КАДИДЖА (строгим голосом). Я мертва? Это так. Так нет же, нет! Я не закончила свой труд, так померяемся силами, Смерть! Саид, Лейла, любимые мои! Вы тоже по вечерам рассказывали друг другу о зле, которое происходило днем. Вы тоже понимали, что надеяться можно уже лишь только на него. О зло, прекрасное зло, ты, что остаешься с нами, когда все остальное провалилось к черту, чудесное зло, ты поможешь нам. Умоляю тебя, умоляю тебя стоя, зло, приди и оплодотвори мой народ. Да чтобы он не бездельничал!
Зовет властным голосом.
Каддур!
Три секунды спустя появляется один из арабов. Он приближается из правой кулисы. Подходит к Кадидже.
Что сделал ты, чтобы зло торжествовало?
Вся последующая сцена происходит очень быстро — и слова, и жесты, — почти что как организованная потасовка.
Очень быстро:
КАДДУР (голосом глухим, но с гордостью). Их мясо еще не остыло — приложи свою руку — видишь: я забрал оба револьвера.
КАДИДЖА (сухо). Положи их сюда!.. Ствол дымится… яростный и глумливый взгляд…
Каддур очень быстро рисует своим угольным карандашом револьверы на ширме.
После чего встает с левой стороны сцены. Рисунки должны представлять предметы чудовищно увеличенными.
КАДИДЖА (говорит все тем же строгим голосом). М’Барек!
Входит М’Барек.
Ты сделал это?
М’БАРЕК. Ровно в полдень вспорол брюхо трем их коровам. Туго набиты. Вот рога.
КАДИДЖА. И делайте все тихо, нас подслушивают. Лаусин!
Входит Лаусин, как и все предыдущие, справа. Начиная со следующей реплики разговаривать будут голосами резкими, но приглушенными.
ЛАУСИН. Изнасиловали под апельсиновыми деревьями одну из их девушек, я принес тебе кровавое пятно. (Рисует красным пятно на ширме и уходит.)
Теперь арабы появляются быстрее, чем раньше. Ожидают выхода справа, в нетерпении.
КАДИДЖА (строго). Это — удовольствие, тебе и ей. Но само преступление нам полезно.
ЛАУСИН (громко). Тот, кто будет насиловать ее после меня, уже не увидит ее глаз, видевших поверх меня цвет апельсинов на фоне неба.

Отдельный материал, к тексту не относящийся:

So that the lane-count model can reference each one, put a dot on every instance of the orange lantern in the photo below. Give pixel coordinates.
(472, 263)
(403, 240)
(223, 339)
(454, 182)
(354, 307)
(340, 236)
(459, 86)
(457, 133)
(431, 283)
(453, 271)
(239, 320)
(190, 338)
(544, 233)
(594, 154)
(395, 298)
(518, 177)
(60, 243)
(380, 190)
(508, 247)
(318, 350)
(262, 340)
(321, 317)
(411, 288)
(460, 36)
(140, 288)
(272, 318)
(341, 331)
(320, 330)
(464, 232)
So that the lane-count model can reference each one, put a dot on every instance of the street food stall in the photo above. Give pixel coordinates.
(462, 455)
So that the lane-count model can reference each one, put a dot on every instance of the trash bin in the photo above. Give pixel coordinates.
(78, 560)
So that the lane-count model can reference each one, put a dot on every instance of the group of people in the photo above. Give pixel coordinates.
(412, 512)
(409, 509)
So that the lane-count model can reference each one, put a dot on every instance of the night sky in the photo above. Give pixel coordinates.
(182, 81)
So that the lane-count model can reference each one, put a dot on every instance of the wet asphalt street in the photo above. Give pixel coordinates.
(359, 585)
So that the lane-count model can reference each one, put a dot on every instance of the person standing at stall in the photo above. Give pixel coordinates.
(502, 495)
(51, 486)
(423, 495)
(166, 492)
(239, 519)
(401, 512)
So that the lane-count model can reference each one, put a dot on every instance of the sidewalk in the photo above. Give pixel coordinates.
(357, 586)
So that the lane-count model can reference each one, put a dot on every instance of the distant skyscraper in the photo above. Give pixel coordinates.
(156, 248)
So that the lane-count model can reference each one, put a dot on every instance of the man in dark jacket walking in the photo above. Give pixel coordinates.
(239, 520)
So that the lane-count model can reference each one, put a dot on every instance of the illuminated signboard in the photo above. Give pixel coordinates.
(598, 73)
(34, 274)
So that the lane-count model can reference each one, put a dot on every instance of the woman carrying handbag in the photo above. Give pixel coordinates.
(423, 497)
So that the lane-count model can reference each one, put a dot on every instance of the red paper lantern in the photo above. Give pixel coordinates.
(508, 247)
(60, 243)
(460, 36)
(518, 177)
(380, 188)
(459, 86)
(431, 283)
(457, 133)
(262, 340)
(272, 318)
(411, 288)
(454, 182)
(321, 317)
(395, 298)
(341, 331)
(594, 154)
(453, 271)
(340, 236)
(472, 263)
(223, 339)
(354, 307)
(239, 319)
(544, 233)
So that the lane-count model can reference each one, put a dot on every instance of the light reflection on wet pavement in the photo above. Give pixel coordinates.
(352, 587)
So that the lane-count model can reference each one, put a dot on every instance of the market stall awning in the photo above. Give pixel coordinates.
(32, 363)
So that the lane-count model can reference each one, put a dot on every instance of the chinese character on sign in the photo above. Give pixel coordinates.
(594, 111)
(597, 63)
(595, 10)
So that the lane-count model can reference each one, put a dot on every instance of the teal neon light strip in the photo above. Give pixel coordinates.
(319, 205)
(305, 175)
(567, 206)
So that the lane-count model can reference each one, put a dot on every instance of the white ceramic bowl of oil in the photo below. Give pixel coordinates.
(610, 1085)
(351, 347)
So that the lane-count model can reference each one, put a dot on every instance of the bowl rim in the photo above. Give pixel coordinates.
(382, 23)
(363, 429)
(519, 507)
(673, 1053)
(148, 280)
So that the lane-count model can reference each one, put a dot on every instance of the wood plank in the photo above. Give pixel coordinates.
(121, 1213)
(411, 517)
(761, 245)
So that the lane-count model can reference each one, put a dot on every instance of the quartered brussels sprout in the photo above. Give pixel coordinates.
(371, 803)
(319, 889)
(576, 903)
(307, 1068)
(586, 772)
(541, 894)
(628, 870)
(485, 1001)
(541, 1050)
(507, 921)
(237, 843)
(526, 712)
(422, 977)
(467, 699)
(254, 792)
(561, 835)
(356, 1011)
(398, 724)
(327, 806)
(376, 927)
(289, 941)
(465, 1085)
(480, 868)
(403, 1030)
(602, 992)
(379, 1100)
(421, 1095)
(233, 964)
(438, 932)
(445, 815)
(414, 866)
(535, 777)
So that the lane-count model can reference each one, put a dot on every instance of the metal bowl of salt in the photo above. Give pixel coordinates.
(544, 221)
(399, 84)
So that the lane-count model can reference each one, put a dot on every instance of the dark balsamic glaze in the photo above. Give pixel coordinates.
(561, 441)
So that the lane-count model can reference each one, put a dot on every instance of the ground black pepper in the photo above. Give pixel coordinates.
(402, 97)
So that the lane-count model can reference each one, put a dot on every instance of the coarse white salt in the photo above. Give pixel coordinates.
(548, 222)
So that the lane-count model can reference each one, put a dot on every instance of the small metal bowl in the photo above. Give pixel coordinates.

КАДИДЖА (смеясь). Застегни свою ширинку, мальчишка. (Зовет.) Несер!
НЕСЕР. Я вопил: «Смерть гадам», — и голос мой сотряс холсты, натянутые от горизонта к горизонту. Вот… он мой голос. (Рисует вопящий рот, из которого вылетает молния, и уходит налево.)
КАДИДЖА. М’Хамед!
Еще быстрее:
М’XАМЕД. Я вырвал сердце…
КАДИДЖА. Положи! (Он рисует сердце и уходит.) М’Хамед!
Возвращается М’Хамед.
Похоже, сердце несвежее?
М’ХАМЕД (подходя к ширме и рисуя не сколько завитков над сердцем). Оно еще дымится, Кадиджа!
КАДИДЖА. Спасибо, сын мой. (Зовет.) Ларби!
ЛАРБИ. Отворил брюхо, чтобы добраться до потрохов… Они горячие. (Рисует потроха, тоже дымящиеся.)
КАДИДЖА (изображает гримасу). Не очень приятно пахнут.
ЛАРБИ (обиженно). Или я оставляю их здесь, или я зашью их обратно внутрь живота.
КАДИДЖА. Оставь. (Зовет повелительно.) Мустафа!
Ларби уходит со сцены.
МУСТАФА (приближаясь). Голубенькие глазки дамочек… (Рисует четки из шести голубых глаз.)
КАДИДЖА. Али!
Али входит молча и рисует отвратительное, очень французское, нормандское лицо, срезанное капитанской армейской фуражкой.